Toute l’équipe du GRTC est heureuse de vous inviter à son second colloque qui aura lieu à l’Université de Reims (France) les 28 et 29 mai 2026 autour du thème Phénoménologies des crises : Structures de pouvoir et appareils de résistance. Vous trouverez ci-dessous l’argumentaire complet:
Voici le programme des deux jours :
Jeudi 28 mai 2026
14h00 Mot d’accueil
14h30 Lea Gekle – Quelques éléments sur la dimension affective de la fascisation en cours
Résumé N/C
15h30 Frédéric Monferrand (Université Paris 1-Panthéon Sorbonne/ISJPS/NoSoPhi) – Révolution et crise écologique
Cette intervention partira d’un paradoxe. D’un côté, la crise écologique semble faire ressurgir un affect révolutionnaire : partout, on déclare que la crise est si profonde qu’il est
urgent de transformer en profondeur nos manières de vivre, de travailler et d’habiter la terre. Mais, de l’autre côté, force est de reconnaître que le concept de révolution ne fait plus vraiment partie du vocabulaire de la philosophie sociale et politique, qui mobilise plus volontiers les concepts de « résistance » ou « d’émancipation ». Il y a donc un écart entre la manière dont nous éprouvons notre situation historique, et celle dont nous pensons l’action politique. L’objectif de cette intervention sera d’essayer de combler cet écart. Il s’agira tout d’abord de justifier la thèse selon laquelle la catastrophe en cours exige des réponses qu’on peut qualifier de « révolutionnaires ». Il s’agira ensuite de lever les obstacles intellectuels qui s’opposent au réinvestissement du concept de révolution. Et il s’agira enfin d’esquisser une nouvelle image de la révolution, conçue comme l’action nécessaire à la préservation du monde, plutôt qu’à son abolition.
Pause café
17h00 Iaan Reynolds – L’expérience des crises dans la théorie critique : Adorno, Richir, Bargu
Résumé N/C
18h00 Jean-Baptiste Vuillerod – L’expérience du beau naturel chez Adorno : symptôme de la domination de la nature, ou espérance de réconciliation ?
Dans ses cours d’esthétique et dans sa Théorie esthétique, Adorno revalorise l’expérience du beau naturel. Contre la critique de Kant par Hegel, qui réintroduit le Beau dans les seules oeuvres d’art, Adorno prend de nouveau au sérieux le fait d’éprouver le sentiment du « beau » face à la nature. Cette expérience est profondément ambivalente. D’une part, cette expérience n’a rien d’une expérience universelle mais témoigne de la domination de la nature : c’est seulement dans une société où la nature est systématiquement exploitée et détruite que l’on peut ressentir, en dehors des espaces urbanisés et des zones dévastés par la civilisation industrielle, la beauté de la nature (et cela dans des formes qui sont encore contaminée par la marchandisation, comme c’est le cas du tourisme). Mais, d’autre part, l’expérience du beau naturel fait malgré tout signe vers un horizon utopique de réconciliation avec la nature, elle révèle notre aspiration à une transformation radicale de notre rapport aux milieux de vie et aux non-humains. Notre intervention cherchera à démêler les fils de cette ambivalence et à en tirer toutes les conséquences pour la réflexion écologique contemporaine.
Dîner
Vendredi 29 mai
9h00 Julien Richard – Le phronesis en résistance : pour une praxis infirmière contre l’anti-intellectualisme institutionnel
Cette communication propose une analyse critique de l’anti-intellectualisme dans le champ infirmier, envisagé comme une structure de pouvoir au service d’une hégémonie gestionnaire et néolibérale. Mobilisant des travaux en philosophie des sciences infirmières, elle expose comment l’institution impose une pensée binaire à travers des oppositions factices qui réduisent la complexité du soin à une somme de tâches mesurables et dépersonnalisées.

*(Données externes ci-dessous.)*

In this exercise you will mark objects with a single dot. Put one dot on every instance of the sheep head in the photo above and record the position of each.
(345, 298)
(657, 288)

Face à cet agencement qui valorise l’obéissance au détriment de la réflexion, nous défendons la phronesis, sagesse pratique aristotélicienne, comme concept opérateur de résistance. Elle désigne une délibération éthique en situation, mobilisant expérience, raison et émotion pour dépasser le cadre analytique et protocolaire rigide. L’enjeu est d’appeler à une praxis infirmière qui maintient en tension constante pensée et action, afin de développer une conscience critique capable de contester les dogmes institutionnels pour une profession réflexive, critique et politiquement engagée.
10h00 Luca Scafoglio – Les frontières de la critique. Une proposition de recherche sur Adorno et la colonialité
À partir de la fin du siècle dernier, sur fond d’un triple échec — celui du socialisme réel, de la décolonisation et des promesses de la mondialisation néolibérale —, la théorie et la pratique de la « décolonialité » — une troisième vague de la critique du colonialisme, après les moments anticolonial et postcolonial — ont mis en évidence, d’une part, le fait que la conquête, le racisme et le génocide constituent des éléments structurellement et généalogiquement constitutifs de la modernité depuis le XVIe siècle, et, d’autre part, l’actualité persistante de la colonialité.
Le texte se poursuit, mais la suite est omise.